How to get an random integer with limit length?

Question 1

Your approach, unfortunately, doesn't work. Indeed, while random:uniform/1 accepts any positive integer as its argument, it does not deliver a random integer uniformly distributed between 1 and N for very large values of N (in spite of what documentation claims).

The reason is that random:uniform/1 is actually truncating the product of its argument by the value of random:uniform/0 (and adding 1 for [1-N] range instead of [0-(N-1)]).

See source code: https://github.com/erlang/otp/blob/maint/lib/stdlib/src/random.erl#L112

And floats are IEEE 754 doubles with 53 bits mantissa, which means that get_id/1 will not return all possible values for input from 17 to 20 (with 16 or more digits).

random:uniform/0,1 is known as a poor random generator, mostly suitable if you want to generate reproductible pseudo-random series (a given seed value will always generate the same series). For this reason, I would suggest using crypto:rand_uniform/2.
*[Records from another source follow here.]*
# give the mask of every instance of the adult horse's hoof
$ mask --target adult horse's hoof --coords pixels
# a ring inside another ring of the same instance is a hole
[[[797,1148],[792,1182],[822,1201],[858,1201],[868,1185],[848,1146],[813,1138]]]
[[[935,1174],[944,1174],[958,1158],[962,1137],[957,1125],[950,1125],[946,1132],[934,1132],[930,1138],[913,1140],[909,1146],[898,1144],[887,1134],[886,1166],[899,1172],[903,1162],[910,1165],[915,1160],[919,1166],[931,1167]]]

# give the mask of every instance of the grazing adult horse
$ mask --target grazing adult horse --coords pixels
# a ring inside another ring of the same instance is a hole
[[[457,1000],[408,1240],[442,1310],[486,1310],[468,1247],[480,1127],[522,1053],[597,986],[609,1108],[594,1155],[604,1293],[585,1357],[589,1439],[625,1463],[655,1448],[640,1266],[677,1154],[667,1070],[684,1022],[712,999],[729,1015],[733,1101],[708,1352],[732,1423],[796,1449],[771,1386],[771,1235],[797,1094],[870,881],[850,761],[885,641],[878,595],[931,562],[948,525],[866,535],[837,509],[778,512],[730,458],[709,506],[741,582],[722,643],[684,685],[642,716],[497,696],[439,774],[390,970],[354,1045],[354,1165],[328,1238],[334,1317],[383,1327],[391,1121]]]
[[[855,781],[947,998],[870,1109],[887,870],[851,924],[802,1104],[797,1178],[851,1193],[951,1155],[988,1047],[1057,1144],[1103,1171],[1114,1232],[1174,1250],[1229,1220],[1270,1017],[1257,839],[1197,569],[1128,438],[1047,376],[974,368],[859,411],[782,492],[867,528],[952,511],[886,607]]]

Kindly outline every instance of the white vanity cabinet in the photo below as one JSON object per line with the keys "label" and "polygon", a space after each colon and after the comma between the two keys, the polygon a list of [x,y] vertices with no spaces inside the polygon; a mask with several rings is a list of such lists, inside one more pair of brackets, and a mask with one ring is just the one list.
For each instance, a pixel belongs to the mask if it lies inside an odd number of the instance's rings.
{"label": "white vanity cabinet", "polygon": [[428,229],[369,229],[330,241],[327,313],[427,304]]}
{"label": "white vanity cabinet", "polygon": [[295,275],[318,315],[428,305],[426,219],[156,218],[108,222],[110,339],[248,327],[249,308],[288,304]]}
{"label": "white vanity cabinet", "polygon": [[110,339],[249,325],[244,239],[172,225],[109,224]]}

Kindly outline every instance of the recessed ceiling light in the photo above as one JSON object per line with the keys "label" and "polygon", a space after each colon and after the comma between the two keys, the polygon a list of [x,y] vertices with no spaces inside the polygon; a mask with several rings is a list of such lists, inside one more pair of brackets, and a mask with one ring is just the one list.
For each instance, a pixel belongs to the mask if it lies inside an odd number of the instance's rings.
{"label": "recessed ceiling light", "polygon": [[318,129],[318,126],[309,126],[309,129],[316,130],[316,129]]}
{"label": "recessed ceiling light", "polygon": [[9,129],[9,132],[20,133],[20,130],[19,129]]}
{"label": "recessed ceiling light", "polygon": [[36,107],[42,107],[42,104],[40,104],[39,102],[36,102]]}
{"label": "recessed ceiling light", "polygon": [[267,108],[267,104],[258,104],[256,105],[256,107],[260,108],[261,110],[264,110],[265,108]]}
A simple solution would be to compute 10^(N-1) using integer arithmetics (to avoid the 53 bits mantissa issue) and then call crypto:rand_uniform/2. You can perform this with a naive recursive implementation (pow1/1 below), or use binary exponentiation (pow2/1 below).

-define(BASE, 10).

-spec pow1(non_neg_integer()) -> pos_integer().
pow1(N) when N >= 0 ->
    pow1(N, 1).

pow1(0, Acc) -> Acc;
pow1(N, Acc) ->
    pow1(N - 1, Acc * ?BASE).

-spec pow2(non_neg_integer()) -> pos_integer().
pow2(N) when N >= 0 ->
    pow2(?BASE, N, 1).

pow2(_X, 0, Acc) ->
    Acc;
pow2(X, N, Acc) when N rem 2 =:= 0 ->
    pow2(X * X, N div 2, Acc);
pow2(X, N, Acc) ->
    pow2(X * X, N div 2, Acc * X).

Your function could simply be written as:

-spec get_id2(pos_integer()) -> non_neg_integer().
get_id2(N) ->
    1 + crypto:rand_uniform(0, pow2(N - 1)).

Alternatively, you could use a combination of uniform random variables, one per digit (while the sum of two random uniform variables is generally not a uniform random variable, it is if combined like this) or for several digits in the case of the binary exponentiation.

With the naive exponentiation:

-spec get_id3(pos_integer()) -> pos_integer().
get_id3(N) when N > 0 ->
    get_id3(N - 1, 0).

get_id3(0, Acc) -> 1 + Acc;
get_id3(N, Acc) ->
    Acc1 = crypto:rand_uniform(0, ?BASE) + (Acc * ?BASE),
    get_id3(N - 1, Acc1).

With the binary exponentiation:

-spec get_id4(pos_integer()) -> pos_integer().
get_id4(N) when N > 0 ->
    get_id4(?BASE, N - 1, 0).

get_id4(_X, 0, Acc) ->
    1 + Acc;
get_id4(X, N, Acc) when N rem 2 =:= 0 ->
    get_id4(X * X, N div 2, Acc);
get_id4(X, N, Acc) ->
    Acc1 = crypto:rand_uniform(0, X) + (Acc * X),
    get_id4(X * X, N div 2, Acc1).

Question 2

Why not use trunc/1 to cast the floats returned by math:pow/2 to integers? http://www.erlang.org/doc/man/erlang.html#trunc-1

Question 3

like in any language, you can get a power of 2 by shifting left the number 1:

1> 1 bsl 3.
8
2> 1 bsl 8.
256
3> 1 bsl 852.
30030067315218800919884630782037027445247038374198014146711597563050526250476926831789640794321325523394216076738821850476730762665208973047045843626559620640158907690363610309346513399556581649279919071671610504617321356178738468477058455548958390664298496
4>

As you can see, the size of integer is not limited in erlang. It is both good and bad since small integer (that is integer represented as a single worg like in most languages) are limited depending on the architecture:

On 32-bit architectures: -134217729 < i < 134217728 (28 bits)
On 64-bit architectures: -576460752303423489 < i < 576460752303423488 (60 bits)

for bigger integer, another representation is used: big integer, that takes more space in memory and take longer to compute.